“Oh, pshaw, nonsense! We are only going to play a little while with the thunder and lightning.”
“All right,” replied the old Worm; “sit here and wait for me.” He wriggled himself and stirred about, and his countless legs were more countless than ever with rapid motions as he ran toward the walls of that stately terrace. A vine could not have run up more closely, nor a bird more rapidly; for if one foot slipped, another held on; so the old Centipede wriggled himself up the sides and over the roof, down into the great sky-hole; and, scorning the ladder, which he feared might creak, he went along, head-downward, on the ceiling to the end of the room over the altar, ran down the side, and approached that most forbidden of places, the altar of the gods themselves. The beloved gods, in silent majesty, were sitting there with their heads bowed in meditation so deep that they heard not the faint scuffle of the Centipede’s feet as he wound himself down into the altar and stole the thunder-stone. He took it in his mouth—which was larger than the mouths of Centipedes are now—and carried it silently, weighty as it was, up the way he had come, over the roof, down the wall, and back to the flat stone where he made his home, and where, hardly able to contain themselves with impatience, the two youthful gods were awaiting him.
“Here he comes!” cried the younger brother, “and he’s got it! By my war-bonnet, he’s got it!”
The old grandfather threw the stone down. It began to sound, but Áhaiyúta grabbed it, and, as it were, throttled its world-stirring speech. “Good! good!” he cried to the grandfather; “thank you, old grandfather, thank you!”
“Hold on!” cried the younger brother; “you didn’t bring both. What can we do with the one without the other?”

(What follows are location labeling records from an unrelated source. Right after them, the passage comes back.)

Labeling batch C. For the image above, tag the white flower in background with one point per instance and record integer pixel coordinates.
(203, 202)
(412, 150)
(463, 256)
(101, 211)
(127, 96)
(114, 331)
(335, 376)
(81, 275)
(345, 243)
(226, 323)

“Shut up!” cried the old Worm. “I know what I am about!” And before they could say any more he was off again. Ere long he returned, carrying the shaft of lightning, with its blue, shimmering point, in his mouth.
“Good!” cried the War-gods. And the younger brother caught up the lightning, and almost forgot his weapons, which, however, he did stop to take up, and started on a full run for Thunder Mountain, followed by his more deliberate, but equally interested elder brother, who brought along the thunder-stone, which he found a somewhat heavier burden than he had supposed.
It was not long, you may well imagine, so powerful were these Gods of War, ere they reached the home of their grandmother on the top of Thunder Mountain. They had carefully concealed the thunder-stone and the shaft of lightning meanwhile, and had taken care to provide themselves with a few prairie-dogs by way of deception.
Still, in majestic revery, unmoved, and apparently unwitting of what had taken place, sat the Rain-gods in their home in the mountains of Summerland.
Not long after they arrived, the young gods began to grow curious and anxious to try their new playthings. They poked one another considerably, and whispered a great deal, so that their grandmother began to suspect they were about to play some rash joke or other, and presently she espied the point of lightning gleaming under Mátsailéma’s dirty jacket.